Sanjay Chaudhary, Associate Professor, Jindal Global Business School, O.P. Jindal Global University, Sonipat, Haryana, India.
Puneet Kaur, Department of Psychosocial Science, University of Bergen, Norway; Optentia Research Focus Area, North-West University, Vanderbijlpark, South Africa.
Shalini Talwar, K J Somaiya Institute of Management, Somaiya Vidyavihar University, Mumbai, India.
Nazrul Islam, Department of Science, Innovation, Technology and Entrepreneurship, University of Exeter Business School, England, UK.
Amandeep Dhir, Department of Management, School of Business & Law, University of Agder, Norway; Norwegian School of Hotel Management, University of Stavanger, Stavanger, Norway; Optentia Research Focus Area, North-West University, Vanderbijlpark, South Africa.
With the increasing need for firms to implement innovation in their pursuit of competitive advantage, open innovation has attracted the growing attention of academics and practitioners.
However, the current literature has been lopsided, focussing predominantly on the myriad benefits of open innovation. We argue that eulogising only the positive aspects of open innovation is insufficient to help firms and motivate future research.
Therefore, we recommend increased attention to the dark side of open innovation, which includes failures that can occur at various stages of the open innovation process.
A review of the existing literature reveals that although researchers have, time and again, attempted to document failure in open innovation, this literature is comparatively sparse and fragmented.
The extant literature also exhibits an apparent lack of effort to encourage future research, as evidenced by the absence of a comprehensive literature review. We aim to address this research gap by reviewing 76 studies identified by applying a stringent search protocol consistent with the systematic literature review (SLR) methodology.
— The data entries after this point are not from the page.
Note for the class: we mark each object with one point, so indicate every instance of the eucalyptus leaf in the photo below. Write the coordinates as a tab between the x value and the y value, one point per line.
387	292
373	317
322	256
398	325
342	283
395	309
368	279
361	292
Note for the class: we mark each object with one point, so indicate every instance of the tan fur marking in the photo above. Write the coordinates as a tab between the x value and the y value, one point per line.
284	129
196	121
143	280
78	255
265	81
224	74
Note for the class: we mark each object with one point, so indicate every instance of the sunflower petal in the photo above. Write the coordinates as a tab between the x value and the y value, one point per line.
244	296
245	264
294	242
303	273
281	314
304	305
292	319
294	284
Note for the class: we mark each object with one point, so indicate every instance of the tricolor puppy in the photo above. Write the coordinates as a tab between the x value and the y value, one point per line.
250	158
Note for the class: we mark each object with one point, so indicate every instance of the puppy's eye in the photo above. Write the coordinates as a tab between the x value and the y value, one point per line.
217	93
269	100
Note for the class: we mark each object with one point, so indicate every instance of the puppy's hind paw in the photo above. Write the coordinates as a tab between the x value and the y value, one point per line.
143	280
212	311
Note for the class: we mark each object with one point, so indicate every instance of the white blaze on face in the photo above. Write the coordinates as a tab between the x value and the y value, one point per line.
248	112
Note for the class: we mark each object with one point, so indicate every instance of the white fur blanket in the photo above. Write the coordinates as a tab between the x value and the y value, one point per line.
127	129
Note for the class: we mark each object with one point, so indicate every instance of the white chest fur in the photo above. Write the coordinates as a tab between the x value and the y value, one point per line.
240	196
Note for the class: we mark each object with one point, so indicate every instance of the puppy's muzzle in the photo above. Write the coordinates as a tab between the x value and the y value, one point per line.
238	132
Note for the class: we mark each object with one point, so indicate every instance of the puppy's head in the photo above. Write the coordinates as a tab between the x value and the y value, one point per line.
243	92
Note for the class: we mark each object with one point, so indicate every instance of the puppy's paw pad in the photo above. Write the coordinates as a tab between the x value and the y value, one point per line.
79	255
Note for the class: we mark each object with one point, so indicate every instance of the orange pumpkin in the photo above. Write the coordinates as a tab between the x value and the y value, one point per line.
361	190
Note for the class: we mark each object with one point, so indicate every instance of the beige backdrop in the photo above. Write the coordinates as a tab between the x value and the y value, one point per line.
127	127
The contributions of this SLR include (a) development of a research profile of the relevant literature, (b) identification of five thematic areas, (c) elucidation of research gaps and suggestion of potential research questions as an agenda for future research on failures in open innovation, (d) formulation of a conceptual framework comprising the antecedents and outcomes of open innovation failure and (e) presentation of the various theoretical and managerial implications for scholars and practitioners.